Capital One Data Breach

After allowing a data breach to affect 100 million Capital One banking customers last year, the financial institution is being fined $80 million for reparations. The breach took place in July 2019 and exposed the personal and financial data of 100 million Americans and 6 million Canadians. The U.S. Office of the Comptroller of the Currency (OCC) issued the fine and Capital One claims that they have bolstered their security efforts to prevent a breach of this scale from happening again. This is not the only financial data breach that has taken place in recent times, and without the proper tools and security protocols, incidents of this magnitude will only become more common.

How Did the Breach Occur?

Reports from the OCC stated that Capital One had not properly assessed the risks of moving their information to the cloud and the company did not recognize these risks in their own audits. In addition, a woman named Paige Thompson was charged with accessing the company’ cloud database including credit card applications after taking advantage of a vulnerable firewall. She worked previously with Amazon Web Services, which Capital One used for their IT infrastructure.

She worked on projects related to the company’s Simple Cloud Storage Service and prosecutors accuse her of stealing data from Capital One among other companies. Her trial is not set until 2021 due to COVID-19 delays, but other underlying problems led to the breach as well.

The OCC report also stated that the bank did not create an effective risk assessment system before moving IT systems to a public cloud. They also did not establish appropriate risk management for their cloud service such as data loss prevention and network security controls. Capital One said that since the attack, they have strengthened their cyber defenses and addressed the security requirements that were sent from the OCC.

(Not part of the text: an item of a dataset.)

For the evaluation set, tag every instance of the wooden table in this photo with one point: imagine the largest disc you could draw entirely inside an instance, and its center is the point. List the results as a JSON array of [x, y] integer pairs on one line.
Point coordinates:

Financial Cyberattacks Abound

Capital One is not the only financial institution to be affected by data breaches. Fifth Third Bank exposed customer names, social security numbers, addresses, account numbers, and more in February of 2020. The Dave Mobile Banking App was breached by a third party, exposing account details of over 7.5 million users including names, emails, phone numbers, and birth dates.

Of course not all attacks are on financial institutions, but no breach is a good breach and between January and September of 2019, over 7.9 billion data records were exposed, the Capital One being a part of that time frame. Fines from the federal government have been issued including fines from the Federal Trade Commission for improperly handling personally identifiable information (PII). Though fines are a positive start to enforcing security policies, institutions need to go further to protect personal data.